EU’s financial watchdog calls out Commission’s toothless ‘green’ farming plan

Protections for the climate and the environment will not increase under the European Commission’s plans for agricultural policy reform. That’s the damming assessment published today by the EU’s top financial watchdog.

The report from the European Court of Auditors (ECA) found that the European Commission’s plans to develop a greener EU agricultural policy won’t result in real increases in environmental improvements if the Common Agricultural Policy (CAP) subsidy system continues to be based on farm size.

While Agriculture Commissioner Phil Hogan’s proposal makes a strong case for environmental and climate-related action, the EU auditors say these words are not backed up with a workable approach to monitoring farm practices to ensure these green goals are met.
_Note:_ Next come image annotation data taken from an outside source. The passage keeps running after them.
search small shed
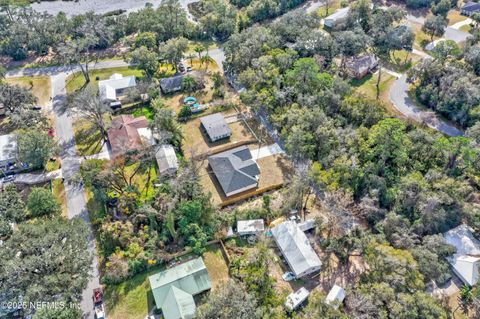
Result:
[155,144,178,175]
[237,219,265,236]
[325,285,346,309]
[160,74,184,94]
[285,287,310,311]
[200,113,232,142]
Bérénice Dupeux, Policy Officer for Agriculture at the European Environmental Bureau (EEB), welcomed the ECA findings and warned that allowing member countries to design their own environmental policies will make it even more difficult to “track where money is sent and if it delivers”.
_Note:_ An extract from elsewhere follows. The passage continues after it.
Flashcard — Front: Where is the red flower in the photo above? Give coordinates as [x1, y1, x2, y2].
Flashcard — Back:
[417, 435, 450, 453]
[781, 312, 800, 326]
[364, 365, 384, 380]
Dupeux said that “with so much European taxpayers’ money being spent on farm payments, we need real accountability to ensure the cash is supporting farmers to produce safe and healthy food in a way that works in harmony with the environment and not against it”.
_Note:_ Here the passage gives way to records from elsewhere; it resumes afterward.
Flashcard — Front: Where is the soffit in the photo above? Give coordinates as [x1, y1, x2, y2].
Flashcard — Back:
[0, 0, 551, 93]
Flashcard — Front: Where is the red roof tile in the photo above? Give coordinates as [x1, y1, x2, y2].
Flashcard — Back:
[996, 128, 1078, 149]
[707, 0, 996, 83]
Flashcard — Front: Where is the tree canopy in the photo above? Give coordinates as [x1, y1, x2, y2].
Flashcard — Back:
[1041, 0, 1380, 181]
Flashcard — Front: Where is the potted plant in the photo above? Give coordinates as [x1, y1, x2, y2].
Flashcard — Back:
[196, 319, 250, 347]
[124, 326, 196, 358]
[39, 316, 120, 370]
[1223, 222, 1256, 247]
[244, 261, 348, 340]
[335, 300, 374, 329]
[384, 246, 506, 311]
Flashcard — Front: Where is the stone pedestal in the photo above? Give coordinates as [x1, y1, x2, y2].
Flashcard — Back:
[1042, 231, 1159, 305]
Ariel Brunner, Senior Head of Policy at BirdLife Europe, said that the Court of Auditors had once again shone “a harsh light on a CAP that is broken beyond repair.

Last year a previous EU spending audit of direct payments made to farmers for taking care of the environment on farms showed that these payments have not led to greener farm practices.

The auditors’ report comes as a new Europe-wide campaign kicks off calling for a rethink of how we grow, share and consume our food in line with the principles of the Sustainable Development Goals (SDGs).

Today’s report could influence how MEPs react to the Commission’s farm proposal when they get their say in committee votes over the coming weeks and in an all-MEP vote in early 2019.

However, Brunner warns that:

Europe’s Agricultural Ministers and the European Parliament’s Agriculture Committee are busy making things even worse”.

Brunner expressed concern that politicians are ignoring the mounting evidence that the current direct payments system has been a failure for the environment, society and the economy. He said that although “every analysis [of the CAP] points to the same finding” the “political system is a total hostage to the intensive farm lobby” which is “committed to leading us towards ecological catastrophe and transforming the CAP into a pure slush fund for agricultural ministers”.

Marco Contiero, agriculture policy director at the Greenpeace EU office, said: “The Commission wants to continue to bankroll farms based purely on their size, regardless of the environmental impact. EU payments should reward farmers who preserve the air, soil, water, climate and wildlife we all depend on, not bankroll factory farms and wealthy landowners.”